Além dos aspectos diretamente ligados a vida pessoal, nossas relação com o mundo profissional também sofreu alterações substanciais. Descobrimos que o conhecimento adquirido nos longos anos de formação profissional, que nos permitiria atingir a tão almejada auto-realização, já não é mais o bastante e suficiente para a obtenção do sucesso nas organizações. As mudanças no ambiente tecnológico, organizacional e comportamental são de tal ordem, que passamos a viver dentro de um ciclo de obsolescência no todo semelhante às maquinas e equipamentos que utilizamos.

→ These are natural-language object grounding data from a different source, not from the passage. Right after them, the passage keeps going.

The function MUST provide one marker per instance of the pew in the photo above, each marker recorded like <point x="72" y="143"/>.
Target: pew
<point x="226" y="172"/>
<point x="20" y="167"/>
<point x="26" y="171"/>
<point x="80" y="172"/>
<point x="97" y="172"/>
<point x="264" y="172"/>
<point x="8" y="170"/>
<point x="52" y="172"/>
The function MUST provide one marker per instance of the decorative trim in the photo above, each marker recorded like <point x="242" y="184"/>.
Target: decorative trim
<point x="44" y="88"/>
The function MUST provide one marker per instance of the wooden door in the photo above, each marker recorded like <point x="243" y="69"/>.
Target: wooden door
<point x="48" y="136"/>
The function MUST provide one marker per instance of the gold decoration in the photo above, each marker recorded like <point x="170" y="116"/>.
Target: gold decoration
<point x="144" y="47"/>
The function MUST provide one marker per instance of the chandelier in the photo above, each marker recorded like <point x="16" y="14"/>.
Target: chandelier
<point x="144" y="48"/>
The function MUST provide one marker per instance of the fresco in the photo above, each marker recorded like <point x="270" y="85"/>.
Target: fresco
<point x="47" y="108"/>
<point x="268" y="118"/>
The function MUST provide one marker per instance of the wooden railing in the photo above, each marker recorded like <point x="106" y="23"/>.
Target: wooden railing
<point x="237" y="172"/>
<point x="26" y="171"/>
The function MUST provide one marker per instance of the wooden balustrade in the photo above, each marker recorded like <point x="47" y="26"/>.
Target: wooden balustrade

Tomemos como exemplo um profissional da área de informática. Seu tempo de vida útil, caso não se atualize, é de cerca de 1 ano e meio. Na própria formação acadêmica ele terá vivido dois ciclos de meio de obsolescência. E na área organizacional? Ainda que o ciclo seja maior, em raras especializações ultrapassam os 10 anos.
O discurso de que precisamos acompanhar as mudanças, aprender a aprender, buscar o auto-desenvolvimento e o auto-aperfeiçoamento já é bem conhecido e se mostra eficaz em muitos caso. Mas precisamos estar atentos a outros problemas que ainda são pouco explorados: como identificar a necessidade de mudar de profissão, antes que ela morra ( as estatísticas norte-americanas nos mostram que 16 profissionais deixam de existir a cada ano..... )? Como identificar, entre tantas, a corrente profissional que nos dará maior sobrevida? Onde encontrar os gurus que nos indicarão o caminho, já que os que nos trouxeram até aqui se encontram tão perdidos quanto nós?
Jack Welch, presidente mundial da GE e eleito o administrador do século, orienta que seus diretores e gerentes-senior se associem a jovens recém-contratados, de futuro promissor, invertendo a conhecida relação entre idade e experiência. E ele deve saber o que está fazendo! Quando vamos começar na nossa empresa?